Борс непроизвольно опустил копье и уронил голову на грудь в знак почтения к вождю клана. Однако Нилок Яррум не видел ничего, кроме растерзанного трупа Гавроча и своих онемевших охранников. Взгляд его метался с одного гехримита на другого, словно ала-Улан пытался стряхнуть свои пьяные грезы и осознать истинность того, что он увидел.

— Это тебе не мерещится, — прозвучал среди молчания голос Тоза. — Твоему гехриму нужен более учтивый предводитель.

Нилок с усилием оторвал глаза от тела и встретил твердый взгляд Посланца.

— Убить его! — прорычал он.

Стражи с опаской повернулись к вождю, а затем с еще большей опаской — к Тозу. Их неповиновение дало Ярруму повод усомниться в реальности происходящего. Да, безусловно, он все еще находится в забытьи, ибо неслыханное дело — чтобы его собственная охрана поколебалась, исполнять ли его волю! Ала-Улан протер рукой глаза и сделал шаг вперед, острие клинка шевельнулось и нацелилось на живот Тоза.

— Убить его, — повторил Нилок.

— Они видели мою силу, — сказал бледный незнакомец. — Они знают, что им не одолеть меня.

С губ вождя клана сорвался рев, какой могла бы испустить глотка рассерженного медведя. Несмотря на грибное похмелье, он прыгнул вперед с тем самым неистовством, которое возвысило его до ала-Улана. Не думая о скромности, он позволил своему платью распахнуться, в то время как его меч свирепо устремился к животу Тоза. И рассек воздух.

Вождь чуть не потерял равновесие после того, как его мощный удар не встретил сопротивления. И Борс увидел искусство, которое делало Нилока столь грозным противником в бою: Нилок удержался на ногах и рубанул вбок, целя по ребрам Тоза — но лишь для того, чтобы завертеться волчком, ибо удар опять пришелся мимо. Каким-то образом — Ашар ведает как, а Борс не разглядел и не понял — Тоз опять оказался уже в другом месте. Третий удар, направленный на этот раз на бледноволосую голову, опять не достиг цели. И четвертый, который рассек бы грудь любого смертного.

Тогда Яррум остановился. Глаза его превратились в щелки, губы разошлись, зубы стиснуты.
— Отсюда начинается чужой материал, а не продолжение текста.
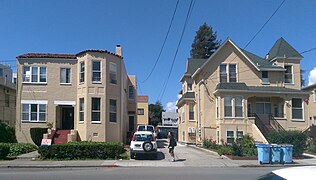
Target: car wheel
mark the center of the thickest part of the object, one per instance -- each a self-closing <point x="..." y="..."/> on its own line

Вождь пристально глядел на спокойно стоявшего перед ним незнакомца в мехах, теперь явно находящегося в пределах досягаемости его клинка. Бросил взгляд на неподвижную охрану: мечи в руках гехримитов так же не проявляли желания действовать, как и их лица. И Нилок покачал головой — ни дать ни взять разъяренный бык после неудачного натиска, до слепоты разгневанный невозможностью всадить рога в жертву.

— Кто ты? — спрашивая, он приник к земле в боевой стойке. Волчье облачение теперь свободно болталось, левая рука выгнулась, защищая уязвимую нижнюю часть живота. Адреналин, выброшенный в его кровь, развеял последние остатки грибного опьянения.

— Тот, о ком говорил Редек, — спокойно ответил Тоз. — Посланец.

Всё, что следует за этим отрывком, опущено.